« Voetsek ! » Effacé ! » ; « Vous répondrez de vos crimes ! » » Alors que les ministres de la police et des mines se rendaient mardi 14 janvier sur le site de Stilfontein, où se déroulent les opérations de secours, des habitants en colère ont refusé de les laisser parler, les accusant du meurtre de leurs proches.
« Les ministres sont sur les lieux de leur crime. Nous sommes ici pour porter plainte pour meurtre de masse. »a insisté Mametlwe Sebei, avocat de l’ONG Lawyers for Human Rights, avant que les ministres ne disparaissent dans une cohorte de véhicules tout-terrain.
Deux kilomètres de profondeur
Depuis lundi, une opération de sauvetage imposée par la justice à la mine d’or désaffectée de Stilfontein, à 150 km au sud-ouest de Johannesburg, a remonté à la surface 154 mineurs illégaux et 60 corps. Une cage actionnée par un treuil hisse les morts et les vivants depuis le fond, situé à près de 2 000 mètres de profondeur. Les survivants, escortés par la police jusqu’aux ambulances, flottent dans des vêtements rapiécés désormais trop grands pour leurs corps émaciés, voire squelettiques. Ils voient le jour pour la première fois depuis des mois.
En août 2024, la police sud-africaine a lancé son opération « Vala Umgodi » (« fermer le trou » en zoulou) à Stilfontein, qui vise à traquer les mineurs illégaux dans les mines d’or abandonnées. Ils font partie d’une économie parallèle souvent infiltrée par des organisations criminelles.
Postée devant les trous béants servant d’entrées, la police a coupé l’approvisionnement en nourriture et en eau aux centaines de mineurs souterrains, afin de les expulser. Une méthode dénoncée par les communautés locales et les organisations de défense des droits de l’homme qui, contrairement à la police, n’ont cessé d’affirmer que les mineurs illégaux ne pouvaient pas refaire surface sans assistance.
« Les policiers ont menti en disant que seule la peur d’être arrêtés les empêchait de remonter. Cela voudrait dire qu’ils préféraient le suicide de masse ! »dénonce Mametlwe Sebei.
« Fumez les criminels pour qu’ils s’en aillent »

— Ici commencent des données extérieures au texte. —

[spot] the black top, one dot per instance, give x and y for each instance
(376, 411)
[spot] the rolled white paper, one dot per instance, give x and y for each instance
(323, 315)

Les yeux rivés sur les camions mortuaires qui passent à toute vitesse, Patrick fait partie des 1 500 rester (« ceux qui essaient », en zoulou), arrêtés par la police ces derniers mois. Sous caution, il affirme avoir quitté la mine, par une autre entrée, en décembre 2024. «J’ai dû grimper. Nous étions à 1 300 mètres sous terre, cela m’a donc pris cinq jours. C’était horrible, il y avait des cadavres sur le chemin, des mineurs qui n’avaient pas réussi à se relever, c’était comme un film d’horreur. Un de mes compagnons est également tombé. »
Descendu en juillet, Patrick devait rester deux mois au fond de la mine, avec l’espoir d’exhumer quelques pépites d’or. “C’était ma première fois”dit le quadragénaire, chaussé de ses bottes en caoutchouc. « Je n’avais pas le choix, j’ai six enfants, il fallait que je trouve une solution pour les nourrir. » Il affirme que la police les a ensuite empêchés de remonter à la surface, obligeant les mineurs à mourir progressivement de faim. “J’ai vu des gens manger des cafards, et même de la chair humaine”assure le père.
Lundi, une vidéo diffusée par une ONG de défense des communautés touchées par les activités minières montrait ce qui semblait être des dizaines de restes enveloppés dans les profondeurs des galeries. L’ONG estime que plus d’une centaine de mineurs sont morts de faim et de soif.
Le gouvernement continue de défendre l’opération, affirmant qu’elle était nécessaire pour lutter contre l’exploitation minière illégale, « une attaque contre l’économie »selon le ministre des Mines, Gwede Mantashe. « S’il y a quelque chose à changer par rapport aux mineurs illégaux, c’est qu’il faut intensifier la lutte contre cette activité »a-t-il déclaré mardi.
En novembre, le ministre à la présidence s’est montré tout aussi inflexible : « Nous allons enfumer les criminels pour qu’ils s’en aillent. »
——-
Dans les années 1970, l’Afrique du Sud produisait plus des deux tiers de la production mondiale d’or et employait 500 000 personnes dans ce secteur.
Depuis, de nombreuses mines ont été ferméesnotamment dans la province du Transvaal, au nord-est, car même si les réserves restent importantes, il faut creuser de plus en plus profondément et le métal est de moins bonne qualité.
Aujourd’hui, la production a chuté de 90% et le secteur emploie moins de 100 000 personnes. Dépassée par la Chine, le Ghana et le Mali, l’Afrique du Sud peine désormais à se maintenir dans le classement des dix premiers producteurs.